If only it was that easy.

Matthews and his co-sponsors, all Democrats, assert that the current constitutional directive sends a deeply negative message regarding the educational investment South Carolina ought to maintain for its children. Matthews told The State, “The significance of the language is that it changes the 1895 Constitution. That was an era that ushered in ‘Jim Crow’ for the state.”

Subcommittee chairman Sen. Jim Ritchie (R-Spartanburg) commented, “The language of the Constitution is silent on the quality of education we should provide. We’re wrestling with this because words do mean something.”

Well sure, but it depends upon who’s doing the talking, and I don’t see any state Republicans signing on to Matthews’ proposed resolution.

Subcommittee member Sen. Robert Ford (D-Charleston) thinks that the resolution will win General Assembly and voter approval, but there will be harder work after that. “It’s a no-brainer … What then?”

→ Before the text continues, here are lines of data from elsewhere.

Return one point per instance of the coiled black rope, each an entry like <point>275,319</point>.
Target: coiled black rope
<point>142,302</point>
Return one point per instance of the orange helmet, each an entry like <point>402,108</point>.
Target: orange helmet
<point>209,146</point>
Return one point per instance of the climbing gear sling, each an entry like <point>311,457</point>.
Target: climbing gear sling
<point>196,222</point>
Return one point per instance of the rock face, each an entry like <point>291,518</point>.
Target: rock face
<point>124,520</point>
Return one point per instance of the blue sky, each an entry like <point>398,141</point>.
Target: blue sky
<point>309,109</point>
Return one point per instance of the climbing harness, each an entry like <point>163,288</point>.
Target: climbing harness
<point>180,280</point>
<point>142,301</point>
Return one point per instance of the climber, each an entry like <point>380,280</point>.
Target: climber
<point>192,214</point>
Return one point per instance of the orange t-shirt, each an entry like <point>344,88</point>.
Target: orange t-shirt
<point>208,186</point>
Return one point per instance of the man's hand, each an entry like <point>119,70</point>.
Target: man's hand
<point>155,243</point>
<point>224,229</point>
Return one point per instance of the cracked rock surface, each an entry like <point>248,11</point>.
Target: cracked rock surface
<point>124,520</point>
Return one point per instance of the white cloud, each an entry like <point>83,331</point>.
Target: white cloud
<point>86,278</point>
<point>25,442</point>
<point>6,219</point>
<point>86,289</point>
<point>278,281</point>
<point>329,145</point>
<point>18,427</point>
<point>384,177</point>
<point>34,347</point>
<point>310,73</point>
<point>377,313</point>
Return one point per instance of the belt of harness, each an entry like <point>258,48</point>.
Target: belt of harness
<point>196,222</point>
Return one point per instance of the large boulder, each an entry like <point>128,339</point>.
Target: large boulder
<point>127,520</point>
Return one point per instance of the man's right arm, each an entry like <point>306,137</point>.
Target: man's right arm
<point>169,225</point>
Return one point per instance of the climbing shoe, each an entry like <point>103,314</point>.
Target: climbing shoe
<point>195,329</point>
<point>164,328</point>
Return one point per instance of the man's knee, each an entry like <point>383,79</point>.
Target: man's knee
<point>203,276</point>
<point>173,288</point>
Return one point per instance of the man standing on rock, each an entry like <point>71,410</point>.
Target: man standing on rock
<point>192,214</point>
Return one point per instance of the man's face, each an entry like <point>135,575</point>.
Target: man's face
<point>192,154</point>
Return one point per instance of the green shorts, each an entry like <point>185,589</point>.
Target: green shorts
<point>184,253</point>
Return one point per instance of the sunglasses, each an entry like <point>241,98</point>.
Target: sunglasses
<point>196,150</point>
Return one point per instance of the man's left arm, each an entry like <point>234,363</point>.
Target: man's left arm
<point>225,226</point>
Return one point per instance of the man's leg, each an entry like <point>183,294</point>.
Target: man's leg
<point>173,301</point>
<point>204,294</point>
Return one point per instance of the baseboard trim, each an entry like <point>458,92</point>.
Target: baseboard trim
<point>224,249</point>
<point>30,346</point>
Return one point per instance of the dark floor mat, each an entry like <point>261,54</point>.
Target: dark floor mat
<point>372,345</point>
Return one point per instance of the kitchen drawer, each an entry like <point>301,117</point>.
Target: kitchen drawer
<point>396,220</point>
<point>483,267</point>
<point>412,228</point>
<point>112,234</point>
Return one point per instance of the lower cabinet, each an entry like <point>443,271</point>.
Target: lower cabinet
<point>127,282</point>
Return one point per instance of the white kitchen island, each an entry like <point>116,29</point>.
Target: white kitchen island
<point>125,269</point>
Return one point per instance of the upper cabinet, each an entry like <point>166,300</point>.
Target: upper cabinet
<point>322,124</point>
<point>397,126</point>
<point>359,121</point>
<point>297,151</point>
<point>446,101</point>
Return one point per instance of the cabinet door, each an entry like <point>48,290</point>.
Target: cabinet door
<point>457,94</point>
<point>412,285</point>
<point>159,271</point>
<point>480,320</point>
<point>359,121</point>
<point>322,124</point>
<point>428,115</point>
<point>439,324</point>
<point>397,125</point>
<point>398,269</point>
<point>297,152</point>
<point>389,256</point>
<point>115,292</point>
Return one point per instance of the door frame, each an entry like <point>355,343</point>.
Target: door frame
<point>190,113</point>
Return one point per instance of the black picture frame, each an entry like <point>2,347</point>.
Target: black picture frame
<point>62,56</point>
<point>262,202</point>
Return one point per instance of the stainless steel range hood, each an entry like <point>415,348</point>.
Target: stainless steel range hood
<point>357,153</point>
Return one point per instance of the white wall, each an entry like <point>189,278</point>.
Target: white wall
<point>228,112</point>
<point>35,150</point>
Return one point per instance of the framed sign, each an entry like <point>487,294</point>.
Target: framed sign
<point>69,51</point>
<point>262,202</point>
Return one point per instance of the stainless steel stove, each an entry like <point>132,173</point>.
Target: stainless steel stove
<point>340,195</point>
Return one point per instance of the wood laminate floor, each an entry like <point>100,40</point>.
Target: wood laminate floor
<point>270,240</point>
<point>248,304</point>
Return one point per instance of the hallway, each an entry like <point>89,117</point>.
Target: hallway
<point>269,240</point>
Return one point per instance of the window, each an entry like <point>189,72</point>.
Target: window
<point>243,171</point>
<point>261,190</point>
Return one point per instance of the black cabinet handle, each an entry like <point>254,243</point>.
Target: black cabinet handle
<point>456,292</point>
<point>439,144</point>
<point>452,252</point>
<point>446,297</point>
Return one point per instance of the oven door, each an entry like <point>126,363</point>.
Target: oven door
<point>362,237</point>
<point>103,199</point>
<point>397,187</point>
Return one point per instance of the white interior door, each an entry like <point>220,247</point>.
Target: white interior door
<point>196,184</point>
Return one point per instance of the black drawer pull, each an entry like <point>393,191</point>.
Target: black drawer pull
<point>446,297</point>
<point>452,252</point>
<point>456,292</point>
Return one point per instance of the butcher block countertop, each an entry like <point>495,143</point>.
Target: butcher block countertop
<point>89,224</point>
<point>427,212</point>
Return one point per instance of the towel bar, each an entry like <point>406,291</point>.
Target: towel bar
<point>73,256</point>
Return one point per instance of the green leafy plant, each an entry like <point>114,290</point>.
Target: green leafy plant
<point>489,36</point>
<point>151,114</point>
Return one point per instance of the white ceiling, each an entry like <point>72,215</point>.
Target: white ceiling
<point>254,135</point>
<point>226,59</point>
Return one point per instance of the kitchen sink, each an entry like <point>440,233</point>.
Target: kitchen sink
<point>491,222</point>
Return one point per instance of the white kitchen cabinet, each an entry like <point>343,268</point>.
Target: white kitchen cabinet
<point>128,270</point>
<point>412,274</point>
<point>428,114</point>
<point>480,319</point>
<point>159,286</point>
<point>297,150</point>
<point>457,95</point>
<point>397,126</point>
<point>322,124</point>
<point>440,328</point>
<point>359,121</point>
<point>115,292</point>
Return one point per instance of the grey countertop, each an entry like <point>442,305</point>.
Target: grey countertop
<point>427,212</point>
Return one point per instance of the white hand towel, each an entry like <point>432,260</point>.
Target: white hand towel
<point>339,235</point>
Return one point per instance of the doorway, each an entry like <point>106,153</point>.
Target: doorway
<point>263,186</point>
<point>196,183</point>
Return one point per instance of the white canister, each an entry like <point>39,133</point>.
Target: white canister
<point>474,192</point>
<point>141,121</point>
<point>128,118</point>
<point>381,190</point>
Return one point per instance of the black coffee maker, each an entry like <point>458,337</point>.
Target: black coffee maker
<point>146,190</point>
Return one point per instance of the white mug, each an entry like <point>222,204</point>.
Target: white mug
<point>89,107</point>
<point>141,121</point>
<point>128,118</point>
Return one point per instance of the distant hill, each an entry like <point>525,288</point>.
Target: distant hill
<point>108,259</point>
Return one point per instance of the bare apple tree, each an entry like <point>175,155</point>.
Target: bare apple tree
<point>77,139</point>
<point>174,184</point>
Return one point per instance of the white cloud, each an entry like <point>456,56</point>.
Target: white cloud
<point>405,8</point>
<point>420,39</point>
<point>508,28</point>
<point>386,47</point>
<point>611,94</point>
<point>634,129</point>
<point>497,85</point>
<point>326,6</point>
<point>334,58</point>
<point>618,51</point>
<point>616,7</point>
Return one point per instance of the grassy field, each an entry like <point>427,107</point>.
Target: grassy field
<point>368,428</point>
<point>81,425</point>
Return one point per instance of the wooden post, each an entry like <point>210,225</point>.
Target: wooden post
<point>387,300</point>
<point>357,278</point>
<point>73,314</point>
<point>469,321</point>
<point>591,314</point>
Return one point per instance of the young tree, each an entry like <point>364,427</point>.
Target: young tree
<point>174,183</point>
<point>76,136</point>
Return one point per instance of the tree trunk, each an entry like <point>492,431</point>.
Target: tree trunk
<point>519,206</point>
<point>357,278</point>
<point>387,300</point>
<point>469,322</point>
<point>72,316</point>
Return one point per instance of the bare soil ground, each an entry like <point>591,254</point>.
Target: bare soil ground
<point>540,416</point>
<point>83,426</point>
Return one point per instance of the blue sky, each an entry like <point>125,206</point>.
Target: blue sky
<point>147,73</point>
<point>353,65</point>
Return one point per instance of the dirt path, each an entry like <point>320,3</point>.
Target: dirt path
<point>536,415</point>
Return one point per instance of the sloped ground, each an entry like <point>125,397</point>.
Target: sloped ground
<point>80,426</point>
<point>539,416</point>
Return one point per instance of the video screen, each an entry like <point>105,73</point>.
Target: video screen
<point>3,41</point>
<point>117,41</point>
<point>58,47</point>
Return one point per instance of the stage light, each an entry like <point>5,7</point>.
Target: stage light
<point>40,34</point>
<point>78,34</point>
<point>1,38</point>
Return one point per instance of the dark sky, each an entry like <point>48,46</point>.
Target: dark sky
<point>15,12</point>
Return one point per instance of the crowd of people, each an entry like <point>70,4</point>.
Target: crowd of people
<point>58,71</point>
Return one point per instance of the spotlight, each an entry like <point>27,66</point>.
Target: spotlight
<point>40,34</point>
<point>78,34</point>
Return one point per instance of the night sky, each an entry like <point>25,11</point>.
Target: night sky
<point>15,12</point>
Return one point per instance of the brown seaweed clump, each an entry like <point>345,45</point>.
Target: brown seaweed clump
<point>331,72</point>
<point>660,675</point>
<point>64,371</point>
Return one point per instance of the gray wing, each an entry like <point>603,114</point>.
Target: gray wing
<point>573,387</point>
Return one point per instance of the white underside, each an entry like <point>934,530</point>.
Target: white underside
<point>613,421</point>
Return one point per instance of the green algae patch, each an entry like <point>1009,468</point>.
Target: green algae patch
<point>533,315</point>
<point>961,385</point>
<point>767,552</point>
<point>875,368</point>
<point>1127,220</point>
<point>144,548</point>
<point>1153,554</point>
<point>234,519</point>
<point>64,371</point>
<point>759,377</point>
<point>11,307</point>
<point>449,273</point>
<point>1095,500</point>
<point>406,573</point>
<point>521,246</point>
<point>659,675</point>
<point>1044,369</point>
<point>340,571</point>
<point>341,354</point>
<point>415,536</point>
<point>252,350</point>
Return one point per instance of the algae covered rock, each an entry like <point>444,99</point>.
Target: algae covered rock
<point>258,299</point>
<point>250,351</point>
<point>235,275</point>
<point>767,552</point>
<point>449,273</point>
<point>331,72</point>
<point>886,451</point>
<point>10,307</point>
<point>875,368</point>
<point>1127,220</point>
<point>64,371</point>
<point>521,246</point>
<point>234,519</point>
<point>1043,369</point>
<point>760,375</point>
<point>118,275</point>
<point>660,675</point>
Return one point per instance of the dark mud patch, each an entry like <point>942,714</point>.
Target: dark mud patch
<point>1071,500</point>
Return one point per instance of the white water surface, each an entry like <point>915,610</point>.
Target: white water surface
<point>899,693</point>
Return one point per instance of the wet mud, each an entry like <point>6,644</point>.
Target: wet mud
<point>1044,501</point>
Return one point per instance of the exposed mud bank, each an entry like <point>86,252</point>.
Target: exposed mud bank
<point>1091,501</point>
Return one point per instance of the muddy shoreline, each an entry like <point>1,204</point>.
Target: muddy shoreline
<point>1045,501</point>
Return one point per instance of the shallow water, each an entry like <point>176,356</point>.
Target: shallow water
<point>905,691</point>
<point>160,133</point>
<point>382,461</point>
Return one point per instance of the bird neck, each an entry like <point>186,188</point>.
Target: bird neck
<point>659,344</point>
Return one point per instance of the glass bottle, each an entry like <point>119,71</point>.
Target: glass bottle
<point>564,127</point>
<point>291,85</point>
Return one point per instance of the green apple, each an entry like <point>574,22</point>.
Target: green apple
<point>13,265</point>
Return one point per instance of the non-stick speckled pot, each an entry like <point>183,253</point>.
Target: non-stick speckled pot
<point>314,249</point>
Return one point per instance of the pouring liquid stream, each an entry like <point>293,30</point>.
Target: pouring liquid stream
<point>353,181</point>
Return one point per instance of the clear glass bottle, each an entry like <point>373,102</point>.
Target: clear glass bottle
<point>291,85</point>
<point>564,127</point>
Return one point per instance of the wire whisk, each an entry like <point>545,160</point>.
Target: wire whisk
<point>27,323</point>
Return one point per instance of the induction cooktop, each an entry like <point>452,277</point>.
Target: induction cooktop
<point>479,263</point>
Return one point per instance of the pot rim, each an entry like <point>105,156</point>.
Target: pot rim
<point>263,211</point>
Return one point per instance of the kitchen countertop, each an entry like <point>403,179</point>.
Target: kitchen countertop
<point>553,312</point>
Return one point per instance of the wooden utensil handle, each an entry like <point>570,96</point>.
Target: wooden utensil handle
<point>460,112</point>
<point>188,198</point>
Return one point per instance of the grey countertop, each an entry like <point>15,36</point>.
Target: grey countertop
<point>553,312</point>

What then, indeed, as South Carolina has a storied past of denying education not only along racial demarcations, but also socioeconomic ones, chiefly to keep labor costs down and a pool of available workers in place? One need only remember exactly who lived in the mill villages or worked in the tobacco fields. T’weren’t no college kids.

More than two dozen people spoke in favor of the resolution during the subcommittee hearing, but it was on the fast track as committee members had to make other committee appearances and an 11 a.m. Senate roll call. One can only do so much in an hour.

A website (www.goodbyeminimallyadequate.com) is under construction and backers are soliciting a goal in excess of one million signatures from the general public for the resolution.

More public hearings are scheduled, but the resolution’s placement on the November 2008 ballot is questionable.

As has proven true with much in South Carolina politics, S. 1136 will likely split the General Assembly along party lines; one side will decry the eventual financial burden of the constitutional change while the other will claim equally as fervently exactly why the state must invest even more in public education.

In a state where there is an incoming chairperson of the state Board of Education who is a homeschooler; a governor who is a notorious fiscal libertarian; conservative state legislators who will cite a 1999 state Supreme Court ruling strengthening the “minimally adequate” language; a business class at odds with what it can, wants to, or will pay for skilled workers; a local labor pool which graduated from marginal public schools; and a population that generally views the pursuit of knowledge with suspicion, I find it hard to believe that bill will ever emerge from the subcommittee.

And that’s a shame because repeating history is not only uninspiring, it fails to generate sustainable incomes and revenues.